Electronic billboards

Opponents say illuminated billboards can contribute to light pollution in a state that values dark skies.

PHOENIX — A Lake Havasu City Republican lawmaker wants to open his section of the state to electronic billboards.

The proposal by Sen. Sonny Borrelli would create a 60-mile semicircle around the Tropicana Hotel in Laughlin, Nevada, where these signs could be erected by billboard companies. That area stretches from near the Hoover Dam on the north, out Interstate 40 past Kingman on the east, and south past Lake Havasu City.

What Borrelli is offering on behalf of Lamar Advertising would amend a 2012 law which limits electronic billboards with changing messages to a swath of central and southwest Arizona.

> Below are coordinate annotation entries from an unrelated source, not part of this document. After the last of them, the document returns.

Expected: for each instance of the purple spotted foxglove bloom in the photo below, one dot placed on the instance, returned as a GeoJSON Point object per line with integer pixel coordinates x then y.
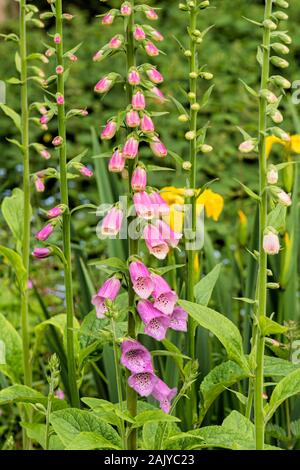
{"type": "Point", "coordinates": [147, 125]}
{"type": "Point", "coordinates": [171, 237]}
{"type": "Point", "coordinates": [135, 357]}
{"type": "Point", "coordinates": [134, 77]}
{"type": "Point", "coordinates": [155, 322]}
{"type": "Point", "coordinates": [155, 76]}
{"type": "Point", "coordinates": [143, 383]}
{"type": "Point", "coordinates": [161, 207]}
{"type": "Point", "coordinates": [143, 205]}
{"type": "Point", "coordinates": [139, 34]}
{"type": "Point", "coordinates": [103, 85]}
{"type": "Point", "coordinates": [117, 162]}
{"type": "Point", "coordinates": [164, 395]}
{"type": "Point", "coordinates": [158, 148]}
{"type": "Point", "coordinates": [109, 131]}
{"type": "Point", "coordinates": [44, 233]}
{"type": "Point", "coordinates": [155, 243]}
{"type": "Point", "coordinates": [138, 101]}
{"type": "Point", "coordinates": [131, 148]}
{"type": "Point", "coordinates": [41, 253]}
{"type": "Point", "coordinates": [108, 291]}
{"type": "Point", "coordinates": [179, 319]}
{"type": "Point", "coordinates": [54, 212]}
{"type": "Point", "coordinates": [139, 179]}
{"type": "Point", "coordinates": [164, 297]}
{"type": "Point", "coordinates": [112, 222]}
{"type": "Point", "coordinates": [151, 49]}
{"type": "Point", "coordinates": [141, 279]}
{"type": "Point", "coordinates": [133, 119]}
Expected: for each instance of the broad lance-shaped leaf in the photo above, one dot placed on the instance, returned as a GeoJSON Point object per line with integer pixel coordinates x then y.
{"type": "Point", "coordinates": [221, 327]}
{"type": "Point", "coordinates": [69, 423]}
{"type": "Point", "coordinates": [216, 381]}
{"type": "Point", "coordinates": [204, 288]}
{"type": "Point", "coordinates": [286, 388]}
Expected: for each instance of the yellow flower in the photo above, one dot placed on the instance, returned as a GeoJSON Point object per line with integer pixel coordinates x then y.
{"type": "Point", "coordinates": [212, 202]}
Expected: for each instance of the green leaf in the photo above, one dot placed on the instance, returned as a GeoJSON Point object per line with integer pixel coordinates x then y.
{"type": "Point", "coordinates": [17, 263]}
{"type": "Point", "coordinates": [11, 363]}
{"type": "Point", "coordinates": [69, 423]}
{"type": "Point", "coordinates": [13, 209]}
{"type": "Point", "coordinates": [12, 115]}
{"type": "Point", "coordinates": [221, 327]}
{"type": "Point", "coordinates": [216, 381]}
{"type": "Point", "coordinates": [270, 327]}
{"type": "Point", "coordinates": [204, 288]}
{"type": "Point", "coordinates": [22, 394]}
{"type": "Point", "coordinates": [277, 218]}
{"type": "Point", "coordinates": [90, 441]}
{"type": "Point", "coordinates": [249, 191]}
{"type": "Point", "coordinates": [286, 388]}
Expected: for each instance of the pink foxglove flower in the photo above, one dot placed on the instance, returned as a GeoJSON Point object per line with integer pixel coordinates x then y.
{"type": "Point", "coordinates": [133, 119]}
{"type": "Point", "coordinates": [131, 148]}
{"type": "Point", "coordinates": [151, 49]}
{"type": "Point", "coordinates": [39, 185]}
{"type": "Point", "coordinates": [139, 34]}
{"type": "Point", "coordinates": [112, 222]}
{"type": "Point", "coordinates": [108, 19]}
{"type": "Point", "coordinates": [115, 42]}
{"type": "Point", "coordinates": [147, 125]}
{"type": "Point", "coordinates": [179, 319]}
{"type": "Point", "coordinates": [158, 148]}
{"type": "Point", "coordinates": [57, 141]}
{"type": "Point", "coordinates": [164, 298]}
{"type": "Point", "coordinates": [117, 162]}
{"type": "Point", "coordinates": [159, 96]}
{"type": "Point", "coordinates": [134, 78]}
{"type": "Point", "coordinates": [139, 179]}
{"type": "Point", "coordinates": [103, 85]}
{"type": "Point", "coordinates": [151, 14]}
{"type": "Point", "coordinates": [143, 205]}
{"type": "Point", "coordinates": [54, 212]}
{"type": "Point", "coordinates": [41, 253]}
{"type": "Point", "coordinates": [161, 207]}
{"type": "Point", "coordinates": [85, 171]}
{"type": "Point", "coordinates": [44, 233]}
{"type": "Point", "coordinates": [156, 323]}
{"type": "Point", "coordinates": [156, 35]}
{"type": "Point", "coordinates": [171, 237]}
{"type": "Point", "coordinates": [138, 101]}
{"type": "Point", "coordinates": [141, 279]}
{"type": "Point", "coordinates": [126, 9]}
{"type": "Point", "coordinates": [271, 243]}
{"type": "Point", "coordinates": [154, 75]}
{"type": "Point", "coordinates": [60, 100]}
{"type": "Point", "coordinates": [143, 383]}
{"type": "Point", "coordinates": [164, 395]}
{"type": "Point", "coordinates": [45, 154]}
{"type": "Point", "coordinates": [135, 357]}
{"type": "Point", "coordinates": [108, 291]}
{"type": "Point", "coordinates": [109, 131]}
{"type": "Point", "coordinates": [155, 243]}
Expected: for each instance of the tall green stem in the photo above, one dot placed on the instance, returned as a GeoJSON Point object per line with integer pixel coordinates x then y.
{"type": "Point", "coordinates": [132, 244]}
{"type": "Point", "coordinates": [262, 274]}
{"type": "Point", "coordinates": [26, 200]}
{"type": "Point", "coordinates": [66, 225]}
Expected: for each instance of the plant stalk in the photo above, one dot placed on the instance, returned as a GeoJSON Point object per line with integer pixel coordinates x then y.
{"type": "Point", "coordinates": [262, 273]}
{"type": "Point", "coordinates": [66, 221]}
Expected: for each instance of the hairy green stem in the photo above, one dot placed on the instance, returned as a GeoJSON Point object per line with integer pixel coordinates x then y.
{"type": "Point", "coordinates": [26, 202]}
{"type": "Point", "coordinates": [66, 224]}
{"type": "Point", "coordinates": [132, 244]}
{"type": "Point", "coordinates": [262, 273]}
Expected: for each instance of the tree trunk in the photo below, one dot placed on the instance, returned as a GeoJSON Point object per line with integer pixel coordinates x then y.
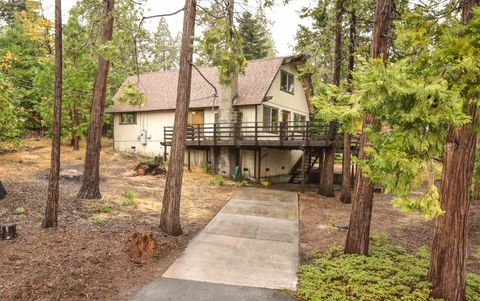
{"type": "Point", "coordinates": [449, 250]}
{"type": "Point", "coordinates": [75, 123]}
{"type": "Point", "coordinates": [327, 172]}
{"type": "Point", "coordinates": [346, 196]}
{"type": "Point", "coordinates": [359, 228]}
{"type": "Point", "coordinates": [51, 210]}
{"type": "Point", "coordinates": [3, 192]}
{"type": "Point", "coordinates": [170, 219]}
{"type": "Point", "coordinates": [91, 175]}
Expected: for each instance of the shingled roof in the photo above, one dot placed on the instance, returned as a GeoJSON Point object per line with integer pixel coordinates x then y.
{"type": "Point", "coordinates": [160, 88]}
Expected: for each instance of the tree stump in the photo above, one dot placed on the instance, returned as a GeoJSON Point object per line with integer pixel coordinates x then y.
{"type": "Point", "coordinates": [9, 231]}
{"type": "Point", "coordinates": [3, 192]}
{"type": "Point", "coordinates": [142, 245]}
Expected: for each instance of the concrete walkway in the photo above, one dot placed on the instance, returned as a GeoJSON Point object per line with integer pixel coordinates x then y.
{"type": "Point", "coordinates": [249, 248]}
{"type": "Point", "coordinates": [252, 241]}
{"type": "Point", "coordinates": [167, 289]}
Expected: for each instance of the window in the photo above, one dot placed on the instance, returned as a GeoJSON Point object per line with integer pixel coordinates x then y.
{"type": "Point", "coordinates": [128, 118]}
{"type": "Point", "coordinates": [195, 117]}
{"type": "Point", "coordinates": [287, 81]}
{"type": "Point", "coordinates": [270, 119]}
{"type": "Point", "coordinates": [237, 116]}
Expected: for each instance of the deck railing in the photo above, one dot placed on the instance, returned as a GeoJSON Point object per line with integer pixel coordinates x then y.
{"type": "Point", "coordinates": [252, 133]}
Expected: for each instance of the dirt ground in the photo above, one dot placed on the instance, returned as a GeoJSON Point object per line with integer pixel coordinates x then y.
{"type": "Point", "coordinates": [86, 257]}
{"type": "Point", "coordinates": [322, 220]}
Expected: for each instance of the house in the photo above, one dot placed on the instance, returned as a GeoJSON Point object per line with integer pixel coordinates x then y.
{"type": "Point", "coordinates": [266, 138]}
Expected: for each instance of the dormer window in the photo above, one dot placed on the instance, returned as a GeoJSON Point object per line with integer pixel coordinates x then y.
{"type": "Point", "coordinates": [128, 118]}
{"type": "Point", "coordinates": [287, 81]}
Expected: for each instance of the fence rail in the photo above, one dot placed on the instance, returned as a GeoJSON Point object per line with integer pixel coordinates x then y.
{"type": "Point", "coordinates": [255, 133]}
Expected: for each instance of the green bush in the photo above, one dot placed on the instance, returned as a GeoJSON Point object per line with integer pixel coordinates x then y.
{"type": "Point", "coordinates": [129, 199]}
{"type": "Point", "coordinates": [389, 273]}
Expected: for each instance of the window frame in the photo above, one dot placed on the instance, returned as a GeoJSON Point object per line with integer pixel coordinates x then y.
{"type": "Point", "coordinates": [299, 118]}
{"type": "Point", "coordinates": [190, 117]}
{"type": "Point", "coordinates": [292, 81]}
{"type": "Point", "coordinates": [270, 125]}
{"type": "Point", "coordinates": [123, 119]}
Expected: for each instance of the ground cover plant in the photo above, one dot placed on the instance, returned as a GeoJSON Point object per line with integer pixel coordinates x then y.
{"type": "Point", "coordinates": [389, 273]}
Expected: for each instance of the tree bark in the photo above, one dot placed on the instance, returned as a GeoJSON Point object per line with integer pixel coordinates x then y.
{"type": "Point", "coordinates": [359, 228]}
{"type": "Point", "coordinates": [449, 250]}
{"type": "Point", "coordinates": [91, 175]}
{"type": "Point", "coordinates": [170, 218]}
{"type": "Point", "coordinates": [346, 196]}
{"type": "Point", "coordinates": [75, 123]}
{"type": "Point", "coordinates": [51, 209]}
{"type": "Point", "coordinates": [3, 192]}
{"type": "Point", "coordinates": [327, 172]}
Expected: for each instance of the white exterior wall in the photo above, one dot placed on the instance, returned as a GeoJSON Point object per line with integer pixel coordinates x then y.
{"type": "Point", "coordinates": [284, 101]}
{"type": "Point", "coordinates": [125, 135]}
{"type": "Point", "coordinates": [277, 162]}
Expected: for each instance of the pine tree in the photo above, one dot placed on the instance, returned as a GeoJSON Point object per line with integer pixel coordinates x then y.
{"type": "Point", "coordinates": [51, 210]}
{"type": "Point", "coordinates": [254, 35]}
{"type": "Point", "coordinates": [170, 218]}
{"type": "Point", "coordinates": [358, 235]}
{"type": "Point", "coordinates": [90, 188]}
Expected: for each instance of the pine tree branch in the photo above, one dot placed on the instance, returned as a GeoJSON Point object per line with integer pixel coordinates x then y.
{"type": "Point", "coordinates": [203, 76]}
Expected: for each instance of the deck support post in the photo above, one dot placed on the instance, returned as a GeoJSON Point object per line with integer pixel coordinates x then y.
{"type": "Point", "coordinates": [259, 164]}
{"type": "Point", "coordinates": [255, 166]}
{"type": "Point", "coordinates": [303, 170]}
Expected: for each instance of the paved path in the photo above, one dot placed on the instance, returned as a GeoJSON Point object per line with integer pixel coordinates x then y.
{"type": "Point", "coordinates": [252, 241]}
{"type": "Point", "coordinates": [249, 248]}
{"type": "Point", "coordinates": [166, 289]}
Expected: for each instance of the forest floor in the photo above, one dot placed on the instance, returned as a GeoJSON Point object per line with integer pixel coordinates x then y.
{"type": "Point", "coordinates": [86, 257]}
{"type": "Point", "coordinates": [322, 220]}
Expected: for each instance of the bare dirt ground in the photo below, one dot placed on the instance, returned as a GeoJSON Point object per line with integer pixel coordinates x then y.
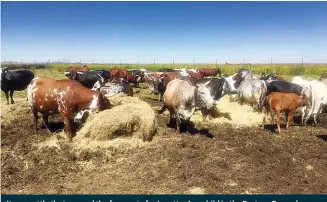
{"type": "Point", "coordinates": [217, 157]}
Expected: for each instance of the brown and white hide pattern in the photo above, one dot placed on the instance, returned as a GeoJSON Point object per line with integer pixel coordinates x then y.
{"type": "Point", "coordinates": [68, 97]}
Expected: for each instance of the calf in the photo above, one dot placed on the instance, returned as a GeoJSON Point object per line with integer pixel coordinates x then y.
{"type": "Point", "coordinates": [210, 72]}
{"type": "Point", "coordinates": [161, 83]}
{"type": "Point", "coordinates": [323, 78]}
{"type": "Point", "coordinates": [83, 68]}
{"type": "Point", "coordinates": [14, 81]}
{"type": "Point", "coordinates": [279, 102]}
{"type": "Point", "coordinates": [252, 91]}
{"type": "Point", "coordinates": [283, 87]}
{"type": "Point", "coordinates": [167, 70]}
{"type": "Point", "coordinates": [117, 87]}
{"type": "Point", "coordinates": [182, 98]}
{"type": "Point", "coordinates": [196, 75]}
{"type": "Point", "coordinates": [68, 97]}
{"type": "Point", "coordinates": [89, 79]}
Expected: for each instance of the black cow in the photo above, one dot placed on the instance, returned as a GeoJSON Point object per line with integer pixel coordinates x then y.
{"type": "Point", "coordinates": [167, 70]}
{"type": "Point", "coordinates": [283, 87]}
{"type": "Point", "coordinates": [218, 87]}
{"type": "Point", "coordinates": [88, 79]}
{"type": "Point", "coordinates": [15, 81]}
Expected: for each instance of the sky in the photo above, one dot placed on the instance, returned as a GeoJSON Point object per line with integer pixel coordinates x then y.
{"type": "Point", "coordinates": [147, 32]}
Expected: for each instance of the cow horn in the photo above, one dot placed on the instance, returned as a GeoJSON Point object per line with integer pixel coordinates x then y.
{"type": "Point", "coordinates": [101, 78]}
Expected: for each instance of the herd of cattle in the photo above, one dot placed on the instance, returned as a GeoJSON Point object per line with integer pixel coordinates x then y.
{"type": "Point", "coordinates": [182, 92]}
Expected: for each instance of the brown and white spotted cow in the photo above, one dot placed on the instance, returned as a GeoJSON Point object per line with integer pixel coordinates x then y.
{"type": "Point", "coordinates": [68, 97]}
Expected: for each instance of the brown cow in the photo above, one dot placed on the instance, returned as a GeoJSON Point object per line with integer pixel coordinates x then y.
{"type": "Point", "coordinates": [279, 78]}
{"type": "Point", "coordinates": [196, 75]}
{"type": "Point", "coordinates": [76, 69]}
{"type": "Point", "coordinates": [159, 84]}
{"type": "Point", "coordinates": [68, 97]}
{"type": "Point", "coordinates": [323, 78]}
{"type": "Point", "coordinates": [210, 72]}
{"type": "Point", "coordinates": [117, 87]}
{"type": "Point", "coordinates": [287, 102]}
{"type": "Point", "coordinates": [118, 74]}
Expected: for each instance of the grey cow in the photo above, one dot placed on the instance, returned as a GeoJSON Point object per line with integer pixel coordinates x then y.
{"type": "Point", "coordinates": [181, 98]}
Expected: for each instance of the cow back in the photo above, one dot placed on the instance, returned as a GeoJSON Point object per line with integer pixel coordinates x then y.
{"type": "Point", "coordinates": [16, 80]}
{"type": "Point", "coordinates": [283, 87]}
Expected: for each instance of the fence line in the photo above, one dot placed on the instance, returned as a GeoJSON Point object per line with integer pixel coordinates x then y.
{"type": "Point", "coordinates": [295, 68]}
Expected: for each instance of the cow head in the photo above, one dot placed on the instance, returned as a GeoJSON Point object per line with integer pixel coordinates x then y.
{"type": "Point", "coordinates": [204, 99]}
{"type": "Point", "coordinates": [159, 84]}
{"type": "Point", "coordinates": [98, 103]}
{"type": "Point", "coordinates": [323, 77]}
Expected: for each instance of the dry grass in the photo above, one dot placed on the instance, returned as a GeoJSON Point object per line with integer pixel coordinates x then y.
{"type": "Point", "coordinates": [132, 117]}
{"type": "Point", "coordinates": [233, 113]}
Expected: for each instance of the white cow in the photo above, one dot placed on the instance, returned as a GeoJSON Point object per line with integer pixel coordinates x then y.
{"type": "Point", "coordinates": [316, 91]}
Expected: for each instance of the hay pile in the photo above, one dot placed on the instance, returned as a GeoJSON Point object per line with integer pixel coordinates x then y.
{"type": "Point", "coordinates": [233, 113]}
{"type": "Point", "coordinates": [129, 117]}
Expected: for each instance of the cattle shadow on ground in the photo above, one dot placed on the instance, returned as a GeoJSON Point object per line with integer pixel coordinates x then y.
{"type": "Point", "coordinates": [55, 126]}
{"type": "Point", "coordinates": [190, 128]}
{"type": "Point", "coordinates": [153, 99]}
{"type": "Point", "coordinates": [215, 113]}
{"type": "Point", "coordinates": [323, 137]}
{"type": "Point", "coordinates": [58, 126]}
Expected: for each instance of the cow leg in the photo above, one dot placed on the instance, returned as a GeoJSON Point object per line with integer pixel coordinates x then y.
{"type": "Point", "coordinates": [68, 128]}
{"type": "Point", "coordinates": [289, 119]}
{"type": "Point", "coordinates": [278, 120]}
{"type": "Point", "coordinates": [7, 97]}
{"type": "Point", "coordinates": [171, 116]}
{"type": "Point", "coordinates": [35, 117]}
{"type": "Point", "coordinates": [303, 120]}
{"type": "Point", "coordinates": [178, 123]}
{"type": "Point", "coordinates": [204, 114]}
{"type": "Point", "coordinates": [45, 118]}
{"type": "Point", "coordinates": [11, 96]}
{"type": "Point", "coordinates": [264, 119]}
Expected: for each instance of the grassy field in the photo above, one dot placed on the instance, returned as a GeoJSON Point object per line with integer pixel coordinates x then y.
{"type": "Point", "coordinates": [308, 71]}
{"type": "Point", "coordinates": [281, 69]}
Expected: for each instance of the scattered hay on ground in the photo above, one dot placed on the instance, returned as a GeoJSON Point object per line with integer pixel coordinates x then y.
{"type": "Point", "coordinates": [132, 117]}
{"type": "Point", "coordinates": [232, 112]}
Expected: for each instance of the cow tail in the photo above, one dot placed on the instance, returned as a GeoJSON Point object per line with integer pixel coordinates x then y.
{"type": "Point", "coordinates": [263, 95]}
{"type": "Point", "coordinates": [312, 103]}
{"type": "Point", "coordinates": [162, 110]}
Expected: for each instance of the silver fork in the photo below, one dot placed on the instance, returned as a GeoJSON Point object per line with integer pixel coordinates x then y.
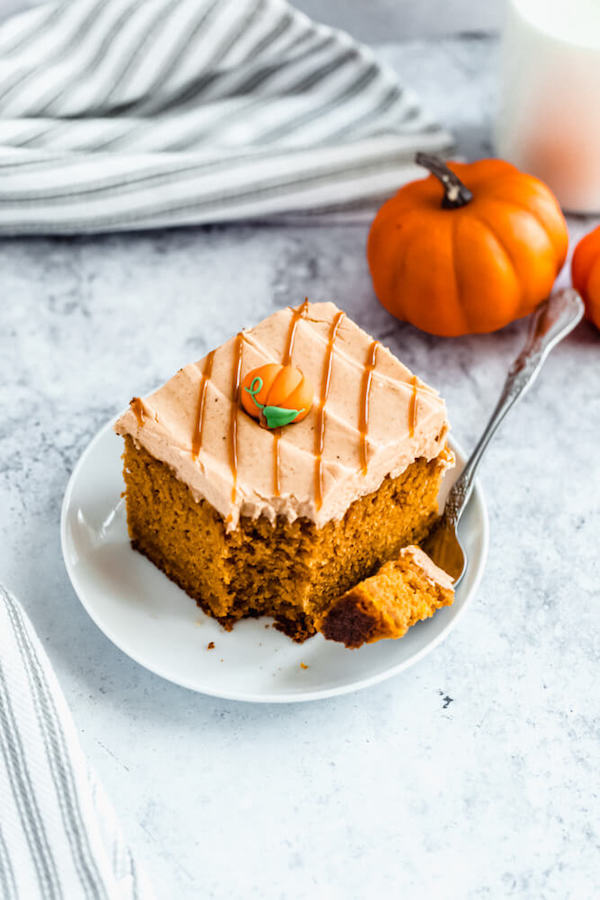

Those limits were crafted following negotiations between the sign industry and “dark sky” advocates, including astronomers who said they did not want a new source of light pollution.

The 2012 deal followed an appellate court ruling that internally illuminated billboards with changing messages were illegal along state highways.

A bid by lawmakers to simply override that ruling was vetoed by then-Gov. Jan Brewer, who was concerned about damaging the state’s “dark skies” reputation. That resulted in the deal Brewer did approve: Allowing the signs in a wedge from the Phoenix area along I-8 and I-10 west to the state line.

“The issue is one of fair opportunity,” said Lamar Advertising lobbyist Nick Simonetta. He said there’s no reason billboard firms in other areas of the state should be denied the opportunity to put up new electronic signs.

Borrelli said he understands the concerns of the state’s astronomers on the issue of light pollution.

The 2012 deal specifically made southern and southeastern Arizona, with its telescopes on sites including Kitt Peak and Mount Graham, off limits. The law also prohibits the signs north of the Phoenix area, from one end of the state to the other, in a special bid to protect Lowell Observatory in Flagstaff.

Borrelli said what he’s offering should not affect Lowell. He said the observatory is at 7,500 feet elevation.

“There’s a couple of mountain ranges that are between there and Kingman,” Borrelli said. “We’re not encroaching on their space.”

He conceded that argument did not work last year when he introduced similar legislation. But Borrelli pointed out that measure would have allowed electronic billboards throughout Mohave County, versus the 60-mile radius from Laughlin in his latest bid.

And, like the law already in place for the balance of Arizona, the signs would have to go dark after 11 p.m.

Simonetta said he doesn’t believe new signs would make a big difference in existing light pollution from Laughlin, “the big lit-up Roman candle” on the Colorado River.

A spokesman for Lowell Observatory said officials there were studying the proposal and at this point had not yet taken a position.

The measure has not yet been scheduled for a hearing.